HUBBARD COMMUNICATIONS OFFICE
Saint Hill Manor, East Grinstead, Sussex
HCO POLICY LETTER OF 13 AUGUST 19701
PR Series 3
Public Div Hats
Div 2 Hats
Letter Reg Checksheet
PR Course Checksheet
What is a “public”?
One hears “the public,” a star says “my public.” You look in the dictionary and you find “public” means an organized or general body of people.
There is a specialized definition of the word “PUBLIC” which is not in the dictionary but which is used in the field of public relations. “PUBLIC” is a professional term to PR people. It doesn’t mean the mob or the masses. It means “a TYPE OF AUDIENCE.”

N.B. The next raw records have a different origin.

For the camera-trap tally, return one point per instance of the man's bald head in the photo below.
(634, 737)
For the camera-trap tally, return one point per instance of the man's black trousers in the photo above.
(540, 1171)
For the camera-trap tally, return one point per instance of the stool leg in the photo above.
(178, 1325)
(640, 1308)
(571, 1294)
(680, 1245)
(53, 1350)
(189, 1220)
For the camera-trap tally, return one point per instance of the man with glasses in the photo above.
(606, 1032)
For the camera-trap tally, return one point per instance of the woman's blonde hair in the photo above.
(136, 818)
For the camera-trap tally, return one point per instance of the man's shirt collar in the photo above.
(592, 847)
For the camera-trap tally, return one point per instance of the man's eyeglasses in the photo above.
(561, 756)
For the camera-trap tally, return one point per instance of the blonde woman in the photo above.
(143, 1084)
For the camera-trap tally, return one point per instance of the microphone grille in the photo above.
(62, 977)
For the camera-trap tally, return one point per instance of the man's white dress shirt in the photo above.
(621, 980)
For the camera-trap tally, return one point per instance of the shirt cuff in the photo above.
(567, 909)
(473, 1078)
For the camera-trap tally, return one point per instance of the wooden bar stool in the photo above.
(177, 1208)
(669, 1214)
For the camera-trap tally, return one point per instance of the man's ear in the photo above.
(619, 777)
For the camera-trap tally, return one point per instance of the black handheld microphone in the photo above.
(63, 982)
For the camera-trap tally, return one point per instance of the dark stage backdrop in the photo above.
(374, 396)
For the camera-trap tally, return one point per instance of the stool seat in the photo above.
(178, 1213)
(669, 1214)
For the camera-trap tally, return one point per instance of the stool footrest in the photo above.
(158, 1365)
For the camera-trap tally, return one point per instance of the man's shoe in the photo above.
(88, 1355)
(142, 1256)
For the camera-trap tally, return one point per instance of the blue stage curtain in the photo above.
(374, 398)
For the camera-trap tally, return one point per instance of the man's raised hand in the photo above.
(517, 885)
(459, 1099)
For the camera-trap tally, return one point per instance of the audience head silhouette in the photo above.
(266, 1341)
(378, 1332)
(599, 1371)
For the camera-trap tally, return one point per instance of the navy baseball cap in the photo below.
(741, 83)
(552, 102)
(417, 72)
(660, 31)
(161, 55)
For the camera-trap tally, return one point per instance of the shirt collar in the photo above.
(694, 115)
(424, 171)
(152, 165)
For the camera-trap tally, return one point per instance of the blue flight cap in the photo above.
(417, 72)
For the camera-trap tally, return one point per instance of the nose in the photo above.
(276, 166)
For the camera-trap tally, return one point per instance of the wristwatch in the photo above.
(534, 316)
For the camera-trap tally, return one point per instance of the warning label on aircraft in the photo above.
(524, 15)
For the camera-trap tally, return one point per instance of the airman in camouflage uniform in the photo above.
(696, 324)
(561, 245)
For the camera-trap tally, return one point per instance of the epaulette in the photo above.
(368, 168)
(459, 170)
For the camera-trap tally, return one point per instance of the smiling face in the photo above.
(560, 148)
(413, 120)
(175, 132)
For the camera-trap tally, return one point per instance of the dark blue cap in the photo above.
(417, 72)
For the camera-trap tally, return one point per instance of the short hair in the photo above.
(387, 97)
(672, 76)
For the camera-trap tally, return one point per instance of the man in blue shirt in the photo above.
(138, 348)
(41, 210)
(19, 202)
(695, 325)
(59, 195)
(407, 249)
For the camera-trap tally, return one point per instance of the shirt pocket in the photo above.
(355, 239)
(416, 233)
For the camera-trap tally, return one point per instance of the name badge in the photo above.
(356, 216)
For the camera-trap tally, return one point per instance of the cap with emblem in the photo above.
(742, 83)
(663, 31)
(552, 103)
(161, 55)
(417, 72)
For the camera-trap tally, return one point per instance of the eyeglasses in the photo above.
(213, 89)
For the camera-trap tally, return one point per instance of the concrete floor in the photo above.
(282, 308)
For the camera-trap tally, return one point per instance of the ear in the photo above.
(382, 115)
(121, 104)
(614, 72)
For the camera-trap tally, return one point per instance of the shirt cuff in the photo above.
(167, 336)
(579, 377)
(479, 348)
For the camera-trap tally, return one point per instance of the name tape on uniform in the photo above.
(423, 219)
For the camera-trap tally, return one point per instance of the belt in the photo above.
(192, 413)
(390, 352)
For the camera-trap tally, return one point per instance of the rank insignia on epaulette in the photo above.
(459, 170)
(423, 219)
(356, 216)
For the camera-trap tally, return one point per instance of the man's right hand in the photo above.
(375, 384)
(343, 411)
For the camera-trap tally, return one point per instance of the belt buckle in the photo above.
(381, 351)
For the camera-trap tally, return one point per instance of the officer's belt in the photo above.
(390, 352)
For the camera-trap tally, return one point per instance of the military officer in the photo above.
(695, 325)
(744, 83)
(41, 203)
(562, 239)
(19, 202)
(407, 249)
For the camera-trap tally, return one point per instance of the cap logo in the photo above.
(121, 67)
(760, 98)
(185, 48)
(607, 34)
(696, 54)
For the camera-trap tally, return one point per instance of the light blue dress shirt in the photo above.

The broad population to PR professionals is divided up into separate publics. Possibly the early birds in PR should have begun to use “audiences” back in 1911. But they didn’t. They used the word “publics” to mean different types of audiences for their communications.
So you won’t find this in the dictionaries as a PR professional term. But you sure better wrap your wits and tongue around this term for USE. Otherwise, you’ll make more PR errors than can easily be computed.
WRONG PUBLIC sums up about 99% of the errors In PR activities and adds up to the majority reason for PR failures.
So what’s a “public”?
PRese (PR slang) uses “public” along with another word always. There is no single form for “public” in PR.
There is the “community public,” meaning people in the town not personally grouped into any other special public. There is the “employee public,” meaning the people who work for the firm. There’s the “shareholder public,” meaning the birds who own shares in the PR’s company. There’s the “teenage public,” meaning the under-twenty people. There’s the “doctor public,” meaning the MD audience the PR is trying to reach.
There are hundreds of different types of publics.
An interest in common or a professional or caste characteristic in common — some similarity amongst a special group-determines the type of public or audience.
The PR needs this grouping as he can expect each different type of public to have different interests. Therefore his promotion to them must be designed specially for each type of public.
In the PR world there aren’t kids-there is a “child public.” There aren’t teenagers-there’s a “teenage public.” There aren’t elderly people-there’s an “elderly public.”
The PR man thinks not in huge masses. He thinks in group types within the masses.
PR is an activity concerned with presentation and audience. Even when he writes a news release, he “slants” it for a publication that reaches a type of audience and he writes it for that audience (modified by editorial idiosyncrasies).
A PR surveys in terms of special publics. Then he presents his material so as to influence that particular public.
He doesn’t offer stories about wheelchairs to the teenage public or Mickey Mouse prizes to the elderly public, if he is a good PR man.
All releases should be designed to reach a special public.
When you mix it up, you fail.
When you get it straight and survey it, you succeed.
The “police public” is not going to buy the glories of hash. The “criminal public” isn’t going to go into raptures over the “heroes in blue.”
All expert PR is aimed at a specific, carefully surveyed, special audience called a “_________ public.”
When you know that, you can grasp the subject of PR.
When you can use it expertly, you are a pro PR!
To give some examples of wrong publics, Ron’s Journal was designed for org staffs as an intimate chat with staff members to let them in on what’s going on and what we’re planning so that staffs could be informative to the Scientology public. It was a “staff public” medium of communication.
Somebody (in NY) broke the rules, played it to the Scientology public. Then somebody else figured it was a substitute for a congress and dropped congresses. The exact end result was to cut totally my comm line to org staffs. The other day I heard how staffs missed hearing from me.
If my line to staffs in orgs is going to be played to PE attendees, that’s it. Wrong public. No comm line to staffs.
I do a briefing of SO members on Flag, some dimwit uses it to play to Public Div public. Wrong public. So that line is cut.
Clear News publishes Treason orders on students to promote an AO! Wrong public.
Clear News is used for an FSM newsletter. Wrong public.
Clearing Course fliers go to new book buyers. Wrong public.
Letter Registrars write to people on a mailing list sent in by a mail-order house. Wrong public.
A conclusion someone not knowledgeable in PR technique could reach would be “promotion doesn’t work.”
Promotion never works on wrong publics.
The PR has to figure out his precise publics. There may be several distinct types.
Then he has to survey and look over the reactions of each different type.
He then plans and designs his communication and offerings for each one.
An orderly org has each different public categorized and labeled in Address.
Then the PR sends the right message to the right public in each case. There may be a dozen different messages if there are a dozen different publics. Each one is right for that public.
The PR is after a result, a call-in, a reply, a response.
The right message in the right form to the right public gets the result.
A wrong message to the wrong public simply costs lots of money and gets no result.
Even if a PR is engaged in “molding public opinion,” it still requires a different message to each different public.